Reply
 
LinkBack Thread Tools Search this Thread Display Modes
  #1   Report Post  
Posted to microsoft.public.excel.programming
external usenet poster
 
Posts: 62
Default Smart way to delete the first row of a huge file

Hello

Would anyone know a better way to remove the first line of a huge txt
file?

I am using a FileSystemObject/TextStream, doing a first readline, and
then looping:
Destination.WriteLine Source.ReadLine

but the two files are located on drives and it is taking hours to run.
Is anyone aware of a smarter way? (I guess the solution would be to
directly delete the first row in a file and save the change...without
loading it all to memory, but not sure of how to achieve that)

Thanks in advance
Charles
  #2   Report Post  
Posted to microsoft.public.excel.programming
external usenet poster
 
Posts: 1,588
Default Smart way to delete the first row of a huge file

I think you're pretty much stuck with how you're doing it now.
How large is the file. Do you mean hours literally ?

Tim


"Charles" wrote in message
...
Hello

Would anyone know a better way to remove the first line of a huge txt
file?

I am using a FileSystemObject/TextStream, doing a first readline, and
then looping:
Destination.WriteLine Source.ReadLine

but the two files are located on drives and it is taking hours to run.
Is anyone aware of a smarter way? (I guess the solution would be to
directly delete the first row in a file and save the change...without
loading it all to memory, but not sure of how to achieve that)

Thanks in advance
Charles



  #3   Report Post  
Posted to microsoft.public.excel.programming
external usenet poster
 
Posts: 1
Default Smart way to delete the first row of a huge file

How huge is "huge"? I would think the following should work fairly quickly
on a file up to 20 Megs in size and, while slowing down on file sizes larger
than this, it should still work much, much faster what you are describing
for your present code.
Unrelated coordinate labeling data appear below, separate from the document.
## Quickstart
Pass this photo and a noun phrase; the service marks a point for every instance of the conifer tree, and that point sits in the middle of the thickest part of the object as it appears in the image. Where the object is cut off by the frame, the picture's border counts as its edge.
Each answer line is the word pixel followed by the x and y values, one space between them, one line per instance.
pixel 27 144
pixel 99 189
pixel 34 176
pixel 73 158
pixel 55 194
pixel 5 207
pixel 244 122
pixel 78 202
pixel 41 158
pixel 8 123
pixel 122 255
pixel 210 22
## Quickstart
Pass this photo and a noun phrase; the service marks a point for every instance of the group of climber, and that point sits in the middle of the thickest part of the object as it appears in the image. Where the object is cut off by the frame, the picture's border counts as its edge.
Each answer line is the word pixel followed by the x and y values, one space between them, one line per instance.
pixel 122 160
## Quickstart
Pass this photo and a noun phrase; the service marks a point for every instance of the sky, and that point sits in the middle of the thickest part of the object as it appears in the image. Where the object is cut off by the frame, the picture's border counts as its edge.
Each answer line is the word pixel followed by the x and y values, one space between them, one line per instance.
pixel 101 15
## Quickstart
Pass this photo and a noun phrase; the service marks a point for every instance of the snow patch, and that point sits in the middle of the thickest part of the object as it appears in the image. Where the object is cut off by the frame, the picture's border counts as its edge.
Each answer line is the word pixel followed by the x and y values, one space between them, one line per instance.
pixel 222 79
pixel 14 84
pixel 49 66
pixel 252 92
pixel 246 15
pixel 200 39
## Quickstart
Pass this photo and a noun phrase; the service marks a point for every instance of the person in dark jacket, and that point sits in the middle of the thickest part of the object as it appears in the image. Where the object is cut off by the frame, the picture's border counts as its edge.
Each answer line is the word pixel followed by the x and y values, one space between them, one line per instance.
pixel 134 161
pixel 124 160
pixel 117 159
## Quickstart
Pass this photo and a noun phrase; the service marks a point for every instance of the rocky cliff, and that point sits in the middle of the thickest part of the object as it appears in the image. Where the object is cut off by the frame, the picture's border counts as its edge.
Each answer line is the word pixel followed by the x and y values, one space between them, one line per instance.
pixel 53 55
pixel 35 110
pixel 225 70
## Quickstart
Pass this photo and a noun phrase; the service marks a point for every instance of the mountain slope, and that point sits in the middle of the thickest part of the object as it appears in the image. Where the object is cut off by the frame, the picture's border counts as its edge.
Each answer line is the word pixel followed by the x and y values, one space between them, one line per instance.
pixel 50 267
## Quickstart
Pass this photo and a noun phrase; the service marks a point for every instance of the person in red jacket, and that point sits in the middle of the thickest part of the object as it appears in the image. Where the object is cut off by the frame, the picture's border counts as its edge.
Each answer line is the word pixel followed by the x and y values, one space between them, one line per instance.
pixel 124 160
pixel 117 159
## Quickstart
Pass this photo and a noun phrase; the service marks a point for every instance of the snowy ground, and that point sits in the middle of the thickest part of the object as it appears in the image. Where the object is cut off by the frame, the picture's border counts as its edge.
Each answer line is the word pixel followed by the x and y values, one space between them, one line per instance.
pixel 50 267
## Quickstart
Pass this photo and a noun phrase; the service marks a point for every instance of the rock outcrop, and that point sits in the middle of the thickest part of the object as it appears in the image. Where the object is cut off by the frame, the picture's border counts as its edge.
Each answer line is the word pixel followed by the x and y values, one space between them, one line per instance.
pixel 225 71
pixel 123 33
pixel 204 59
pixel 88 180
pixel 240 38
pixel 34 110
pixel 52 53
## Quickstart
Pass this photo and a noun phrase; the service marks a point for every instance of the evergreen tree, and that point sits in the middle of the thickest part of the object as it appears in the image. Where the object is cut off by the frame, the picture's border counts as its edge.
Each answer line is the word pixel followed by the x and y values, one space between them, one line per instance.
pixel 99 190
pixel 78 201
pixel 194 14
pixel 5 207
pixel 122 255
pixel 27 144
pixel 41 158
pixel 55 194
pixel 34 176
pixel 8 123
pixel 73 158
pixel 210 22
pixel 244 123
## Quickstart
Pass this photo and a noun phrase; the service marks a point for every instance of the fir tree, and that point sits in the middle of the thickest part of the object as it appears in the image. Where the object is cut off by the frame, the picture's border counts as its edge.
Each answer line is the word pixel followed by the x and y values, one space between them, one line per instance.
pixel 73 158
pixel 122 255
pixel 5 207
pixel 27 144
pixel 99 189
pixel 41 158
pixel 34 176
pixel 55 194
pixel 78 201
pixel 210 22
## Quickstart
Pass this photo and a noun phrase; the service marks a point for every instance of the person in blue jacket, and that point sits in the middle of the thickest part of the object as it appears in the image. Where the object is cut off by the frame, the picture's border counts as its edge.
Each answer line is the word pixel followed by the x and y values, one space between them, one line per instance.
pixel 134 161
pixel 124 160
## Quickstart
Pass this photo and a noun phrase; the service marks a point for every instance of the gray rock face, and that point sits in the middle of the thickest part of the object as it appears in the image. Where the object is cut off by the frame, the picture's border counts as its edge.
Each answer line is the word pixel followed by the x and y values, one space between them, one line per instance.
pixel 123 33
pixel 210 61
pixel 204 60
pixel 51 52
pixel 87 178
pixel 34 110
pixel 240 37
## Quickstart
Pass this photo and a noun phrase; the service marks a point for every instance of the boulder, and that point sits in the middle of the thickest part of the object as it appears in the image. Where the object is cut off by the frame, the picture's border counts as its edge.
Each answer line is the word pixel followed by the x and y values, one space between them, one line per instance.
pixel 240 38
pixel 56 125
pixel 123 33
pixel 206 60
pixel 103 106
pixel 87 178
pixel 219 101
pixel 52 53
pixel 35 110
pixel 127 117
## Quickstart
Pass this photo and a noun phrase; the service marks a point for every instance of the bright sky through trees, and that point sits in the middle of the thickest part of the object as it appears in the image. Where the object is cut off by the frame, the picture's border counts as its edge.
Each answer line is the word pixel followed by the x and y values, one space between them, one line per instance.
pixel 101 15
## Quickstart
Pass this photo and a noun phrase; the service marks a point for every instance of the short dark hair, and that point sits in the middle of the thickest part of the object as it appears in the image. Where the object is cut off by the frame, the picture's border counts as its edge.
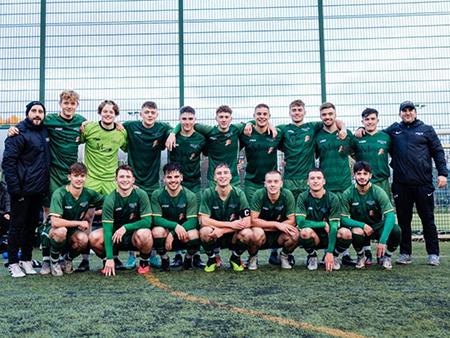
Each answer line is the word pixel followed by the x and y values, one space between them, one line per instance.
pixel 110 102
pixel 369 111
pixel 327 105
pixel 149 104
pixel 187 109
pixel 222 165
pixel 124 167
pixel 77 169
pixel 171 166
pixel 362 165
pixel 296 103
pixel 316 170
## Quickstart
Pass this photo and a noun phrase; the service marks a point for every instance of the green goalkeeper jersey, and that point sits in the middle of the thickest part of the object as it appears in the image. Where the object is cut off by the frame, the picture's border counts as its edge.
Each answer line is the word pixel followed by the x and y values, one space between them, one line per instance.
pixel 187 152
pixel 234 207
pixel 170 211
pixel 64 139
pixel 279 211
pixel 133 212
pixel 333 154
pixel 298 146
pixel 102 148
pixel 66 206
pixel 261 153
pixel 374 149
pixel 144 151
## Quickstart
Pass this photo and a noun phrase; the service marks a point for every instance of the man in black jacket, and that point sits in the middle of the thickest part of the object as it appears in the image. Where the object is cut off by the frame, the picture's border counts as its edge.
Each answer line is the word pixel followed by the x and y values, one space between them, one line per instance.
pixel 413 146
pixel 26 162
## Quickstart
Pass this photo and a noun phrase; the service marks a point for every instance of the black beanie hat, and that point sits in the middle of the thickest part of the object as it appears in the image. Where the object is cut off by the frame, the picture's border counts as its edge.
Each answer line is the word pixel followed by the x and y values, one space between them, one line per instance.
pixel 33 103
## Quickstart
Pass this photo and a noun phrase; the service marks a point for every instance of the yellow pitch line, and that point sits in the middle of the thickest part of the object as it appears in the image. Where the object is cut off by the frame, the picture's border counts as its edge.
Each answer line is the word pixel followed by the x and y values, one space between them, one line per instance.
pixel 288 322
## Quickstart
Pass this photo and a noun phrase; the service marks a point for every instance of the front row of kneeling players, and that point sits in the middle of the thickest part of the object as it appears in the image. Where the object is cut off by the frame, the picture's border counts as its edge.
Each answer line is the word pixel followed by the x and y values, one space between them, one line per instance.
pixel 318 220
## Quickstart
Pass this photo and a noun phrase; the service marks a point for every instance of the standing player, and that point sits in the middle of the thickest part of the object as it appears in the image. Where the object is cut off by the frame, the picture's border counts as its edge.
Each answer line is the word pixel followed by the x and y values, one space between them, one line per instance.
pixel 373 147
pixel 333 154
pixel 188 147
pixel 318 216
pixel 273 220
pixel 225 218
pixel 368 212
pixel 126 219
pixel 26 164
pixel 66 223
pixel 175 210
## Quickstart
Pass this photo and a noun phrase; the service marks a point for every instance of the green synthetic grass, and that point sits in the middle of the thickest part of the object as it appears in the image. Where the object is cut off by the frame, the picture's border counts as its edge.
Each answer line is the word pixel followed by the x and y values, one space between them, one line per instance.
pixel 409 301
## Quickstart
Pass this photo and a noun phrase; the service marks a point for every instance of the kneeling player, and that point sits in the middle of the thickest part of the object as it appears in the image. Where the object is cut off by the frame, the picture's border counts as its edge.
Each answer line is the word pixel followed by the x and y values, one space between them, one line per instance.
pixel 175 216
pixel 126 219
pixel 368 212
pixel 65 228
pixel 225 218
pixel 273 220
pixel 318 215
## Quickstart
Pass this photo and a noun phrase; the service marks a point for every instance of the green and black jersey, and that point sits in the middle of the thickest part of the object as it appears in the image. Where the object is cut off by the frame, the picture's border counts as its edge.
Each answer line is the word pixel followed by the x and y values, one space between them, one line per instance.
pixel 187 152
pixel 132 212
pixel 333 154
pixel 144 151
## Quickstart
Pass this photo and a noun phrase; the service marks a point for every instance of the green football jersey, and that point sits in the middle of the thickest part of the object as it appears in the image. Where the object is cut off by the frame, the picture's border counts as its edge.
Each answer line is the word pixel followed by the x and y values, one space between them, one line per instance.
pixel 66 206
pixel 374 149
pixel 187 152
pixel 261 153
pixel 132 212
pixel 298 146
pixel 279 211
pixel 334 161
pixel 144 151
pixel 102 148
pixel 64 139
pixel 222 147
pixel 234 207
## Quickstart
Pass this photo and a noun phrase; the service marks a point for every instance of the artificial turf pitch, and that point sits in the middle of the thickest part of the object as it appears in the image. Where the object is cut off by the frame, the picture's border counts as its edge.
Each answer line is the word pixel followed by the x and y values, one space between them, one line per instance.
pixel 408 301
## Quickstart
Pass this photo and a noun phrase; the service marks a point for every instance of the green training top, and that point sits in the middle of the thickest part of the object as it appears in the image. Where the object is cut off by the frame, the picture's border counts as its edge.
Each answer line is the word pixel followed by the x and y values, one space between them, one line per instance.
pixel 374 208
pixel 261 152
pixel 102 148
pixel 298 146
pixel 374 149
pixel 234 207
pixel 317 212
pixel 168 211
pixel 144 151
pixel 67 207
pixel 333 156
pixel 132 212
pixel 279 211
pixel 187 152
pixel 64 139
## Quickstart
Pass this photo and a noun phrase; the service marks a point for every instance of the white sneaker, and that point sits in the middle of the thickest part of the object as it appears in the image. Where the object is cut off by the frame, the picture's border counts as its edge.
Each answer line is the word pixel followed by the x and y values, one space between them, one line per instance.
pixel 56 270
pixel 337 263
pixel 46 268
pixel 15 270
pixel 313 263
pixel 285 262
pixel 252 263
pixel 28 267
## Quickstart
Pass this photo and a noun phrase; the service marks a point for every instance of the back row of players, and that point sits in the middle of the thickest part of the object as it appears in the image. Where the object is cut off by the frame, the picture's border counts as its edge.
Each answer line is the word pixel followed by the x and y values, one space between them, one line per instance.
pixel 225 217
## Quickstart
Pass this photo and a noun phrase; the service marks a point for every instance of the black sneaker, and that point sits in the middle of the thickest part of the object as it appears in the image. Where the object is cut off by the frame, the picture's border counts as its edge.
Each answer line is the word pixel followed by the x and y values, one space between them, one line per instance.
pixel 197 262
pixel 84 266
pixel 165 264
pixel 291 260
pixel 368 258
pixel 177 261
pixel 347 260
pixel 118 265
pixel 187 265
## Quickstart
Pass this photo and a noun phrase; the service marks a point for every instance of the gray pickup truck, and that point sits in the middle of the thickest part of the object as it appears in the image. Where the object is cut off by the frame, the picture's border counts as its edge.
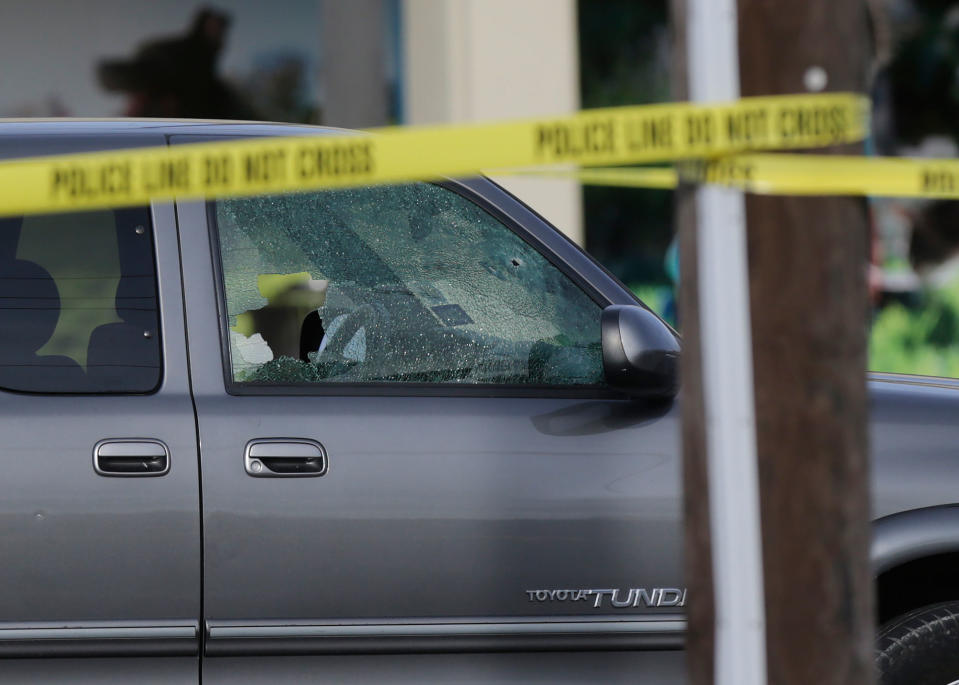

Give it a try and let us know...

Sub RemoveFirstLine(PathAndFileName As String)
Dim FileNum As Long
Dim TotalFile As String
FileNum = FreeFile
Open PathAndFileName For Binary As #FileNum
TotalFile = Space(LOF(FileNum))
Get #FileNum, , TotalFile
Close #FileNum
FileNum = FreeFile
Open PathAndFileName For Output As #FileNum
Print #FileNum, Mid$(TotalFile, InStr(TotalFile, vbCrLf) + 2)
Close #FileNum
End Sub

You would call this subroutine from within your own code like this...

Sub Test()
'
' <<< Some code
'
RemoveFirstLine "C:\TEMP\TestData.txt"
'
' <<< Some more code
'
End Sub

where, of course, you would substitute your own path and filename for the
sample one I used. If you think you might need it (I don't), you can add a
slight measure of safety to the RemoveFirstLine subroutine by Output'ting
the modified TotalFile (the Mid$ function call) to a different filename in
the path, then executing a Kill statement for the original file, and finally
executing a Name..As statement to rename the Output'ted filename back to the
original filename.

Rick


"Charles" wrote in message
...
Hello

Would anyone know a better way to remove the first line of a huge txt
file?

I am using a FileSystemObject/TextStream, doing a first readline, and
then looping:
Destination.WriteLine Source.ReadLine

but the two files are located on drives and it is taking hours to run.
Is anyone aware of a smarter way? (I guess the solution would be to
directly delete the first row in a file and save the change...without
loading it all to memory, but not sure of how to achieve that)

Thanks in advance
Charles


  #4   Report Post  
Posted to microsoft.public.excel.programming
external usenet poster
 
Posts: 62
Default Smart way to delete the first row of a huge file

Hi

by huge I mean 200Meg+. The problem is that in top of that the file is
stored on a network drive, so it's really slow. The solution I found
to improve it is to copy it to the C drive first, process it, and then
copy it back. That's substentially faster than processing it directly
from the network drive.

It doesn't take hours but it takes a good 4-5min, which feels like
hours when you are waiting in front of your screen!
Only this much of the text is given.